La macro-algue n’a pas de toxicité hormis la concentration en iode et en arsenic (notamment présents dans les laminaires). On trouve l’arsenic sur les granites de la côte armoricaine.

Alors que :

  • les caulerpa taxifolia sont toxiques pour les brouteurs tels que les limaces ou les bigorneaux,
  • certaines algues rejettent des sulfates (sargasses), 
  • les ulves (algues vertes, plus précisément entéromorphes notamment en eau douce) sont arrachées durant les coups de vent pendant les tempêtes du mois d’octobre, et reviennent dans les baies pour stagner et grandir grâce à l’élément nutritif d’azote ; et que ces dernières pourrissent ! 
  • Ou encore la polysaccharide sulfaté déjecte de l’H2S dans l’air. Cette déjection entraînant la mort des animaux environnants… 

Malgré cela, elles présentent des propriétés nutritives intéressantes. En dépit de cette découverte, la récolte n’est plus possible, les machines collectant le sable n’existent plus.

Il existe également des laitues de mer qui peuvent être récoltées et consommées.

Est-ce que la culture d’algues est en voie de développement ? 

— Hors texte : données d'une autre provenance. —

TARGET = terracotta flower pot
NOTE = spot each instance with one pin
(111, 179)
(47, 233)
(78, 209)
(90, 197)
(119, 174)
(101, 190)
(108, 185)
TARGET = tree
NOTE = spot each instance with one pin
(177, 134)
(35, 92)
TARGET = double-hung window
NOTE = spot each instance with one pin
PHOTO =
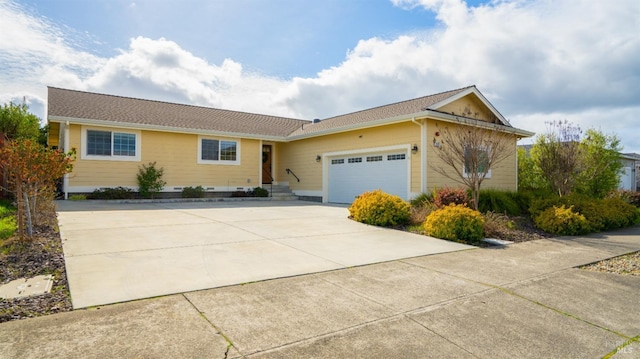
(217, 151)
(100, 144)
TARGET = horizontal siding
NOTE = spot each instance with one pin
(503, 175)
(300, 155)
(177, 154)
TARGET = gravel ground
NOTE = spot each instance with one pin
(628, 264)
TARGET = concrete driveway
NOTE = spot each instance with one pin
(120, 252)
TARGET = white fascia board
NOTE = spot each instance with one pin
(475, 91)
(112, 124)
(358, 126)
(435, 115)
(428, 114)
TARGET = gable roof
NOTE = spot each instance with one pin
(131, 112)
(109, 110)
(377, 113)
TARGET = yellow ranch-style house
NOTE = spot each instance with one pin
(331, 160)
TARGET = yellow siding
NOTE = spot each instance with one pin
(469, 106)
(503, 176)
(300, 155)
(177, 154)
(53, 137)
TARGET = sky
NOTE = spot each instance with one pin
(536, 61)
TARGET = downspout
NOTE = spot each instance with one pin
(517, 174)
(65, 181)
(423, 154)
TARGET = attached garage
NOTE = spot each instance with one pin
(352, 174)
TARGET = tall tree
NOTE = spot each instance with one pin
(557, 154)
(468, 152)
(17, 122)
(32, 171)
(601, 167)
(530, 177)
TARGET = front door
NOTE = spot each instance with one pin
(267, 177)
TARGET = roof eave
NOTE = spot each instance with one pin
(436, 115)
(468, 91)
(137, 126)
(428, 114)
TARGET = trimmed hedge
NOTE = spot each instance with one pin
(380, 209)
(456, 222)
(600, 214)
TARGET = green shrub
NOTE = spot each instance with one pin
(455, 222)
(7, 227)
(150, 180)
(631, 197)
(380, 209)
(259, 192)
(562, 221)
(193, 192)
(6, 209)
(498, 201)
(112, 193)
(446, 196)
(601, 214)
(422, 199)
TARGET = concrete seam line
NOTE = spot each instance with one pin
(441, 336)
(559, 311)
(327, 334)
(621, 347)
(507, 291)
(218, 330)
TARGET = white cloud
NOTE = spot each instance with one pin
(535, 60)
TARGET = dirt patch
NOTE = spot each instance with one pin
(29, 258)
(628, 264)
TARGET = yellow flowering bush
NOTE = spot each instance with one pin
(380, 209)
(562, 220)
(455, 222)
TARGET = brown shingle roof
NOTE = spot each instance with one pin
(85, 105)
(71, 104)
(377, 113)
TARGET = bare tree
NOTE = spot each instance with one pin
(558, 154)
(467, 153)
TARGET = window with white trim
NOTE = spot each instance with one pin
(217, 151)
(101, 144)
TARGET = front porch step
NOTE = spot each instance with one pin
(280, 192)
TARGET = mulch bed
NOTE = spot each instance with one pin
(29, 258)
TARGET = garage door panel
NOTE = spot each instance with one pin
(387, 172)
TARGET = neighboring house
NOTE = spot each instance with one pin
(630, 177)
(388, 147)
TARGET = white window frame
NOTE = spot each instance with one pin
(219, 162)
(464, 168)
(112, 157)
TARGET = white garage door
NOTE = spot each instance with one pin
(350, 175)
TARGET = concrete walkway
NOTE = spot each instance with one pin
(121, 252)
(525, 300)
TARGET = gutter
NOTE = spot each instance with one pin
(138, 126)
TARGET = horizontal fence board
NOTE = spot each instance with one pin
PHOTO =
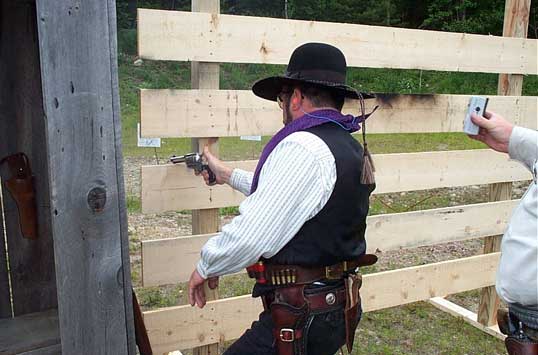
(185, 327)
(174, 187)
(171, 260)
(186, 36)
(465, 315)
(225, 113)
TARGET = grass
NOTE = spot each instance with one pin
(176, 75)
(412, 329)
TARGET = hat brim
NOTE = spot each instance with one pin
(269, 88)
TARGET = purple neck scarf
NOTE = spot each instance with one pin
(309, 120)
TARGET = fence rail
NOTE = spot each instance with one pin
(204, 37)
(174, 187)
(225, 113)
(185, 327)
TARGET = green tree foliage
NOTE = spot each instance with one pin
(469, 16)
(483, 16)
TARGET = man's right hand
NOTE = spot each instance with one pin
(221, 171)
(495, 131)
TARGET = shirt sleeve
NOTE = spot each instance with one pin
(523, 146)
(241, 181)
(289, 193)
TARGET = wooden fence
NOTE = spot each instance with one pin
(205, 112)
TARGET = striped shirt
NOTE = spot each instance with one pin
(295, 183)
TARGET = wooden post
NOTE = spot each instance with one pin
(516, 22)
(206, 76)
(22, 129)
(78, 52)
(5, 297)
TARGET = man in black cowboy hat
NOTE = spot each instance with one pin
(301, 228)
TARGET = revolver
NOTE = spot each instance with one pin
(194, 161)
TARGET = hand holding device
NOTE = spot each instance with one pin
(478, 106)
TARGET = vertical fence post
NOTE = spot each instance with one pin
(516, 23)
(206, 76)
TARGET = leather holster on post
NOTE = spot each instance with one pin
(517, 341)
(21, 187)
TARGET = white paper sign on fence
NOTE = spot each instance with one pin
(147, 142)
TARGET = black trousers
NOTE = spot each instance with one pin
(325, 335)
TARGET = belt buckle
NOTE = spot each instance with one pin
(287, 335)
(335, 273)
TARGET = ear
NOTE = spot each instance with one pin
(296, 99)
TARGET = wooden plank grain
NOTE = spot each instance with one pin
(206, 76)
(5, 289)
(185, 327)
(80, 94)
(224, 113)
(174, 187)
(516, 23)
(465, 315)
(22, 125)
(29, 332)
(175, 35)
(169, 261)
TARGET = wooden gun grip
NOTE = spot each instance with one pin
(21, 188)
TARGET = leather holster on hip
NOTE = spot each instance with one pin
(517, 342)
(290, 312)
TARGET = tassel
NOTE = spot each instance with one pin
(368, 168)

Elle peut l’être, mais pas n’importe comment : 

  • La culture intensive d’algues peut être à prévoir dans des zones spécifiques telles qu’au pied des éoliennes offshore, car se sont des zones protégées,
  • La monoculture est à éviter le plus possible. 

Il faudrait par conséquent partir dans un contexte de polyculture plus que monoculture. La première serait plus vertueuse que la seconde.

D’où viennent-elles et en quoi sont-elles nocives ?

Le développement des algues est essentiellement dû à l’azote qu’elles trouvent au moment où elles se déposent dans leur nouvel environnement dû aux tempêtes d’octobre.

Elles sont nocives car elles projettent de l’H2S dans l’air au moment de sa décroissance au risque de provoquer la mort des mammifères environnants.

Est-ce que les algues bretonnes ont des propriétés plus intéressantes que la même algue située à un autre endroit ?

Oui, grâce à la qualité de l’eau. En effet, la température de cette dernière varie très peu (thermoclean) et les algues brunes sont sous thermoclean.

Puis nous connaissons bien son processus de croissance qui se trouve entre février et mars (dû essentiellement à la lumière) et fin août.

Pour les algues vertes, comme nous avons pu le voir plus haut, c’est différent : elles se décrochent pendant les tempêtes d’hiver donc basculent en croissance végétative.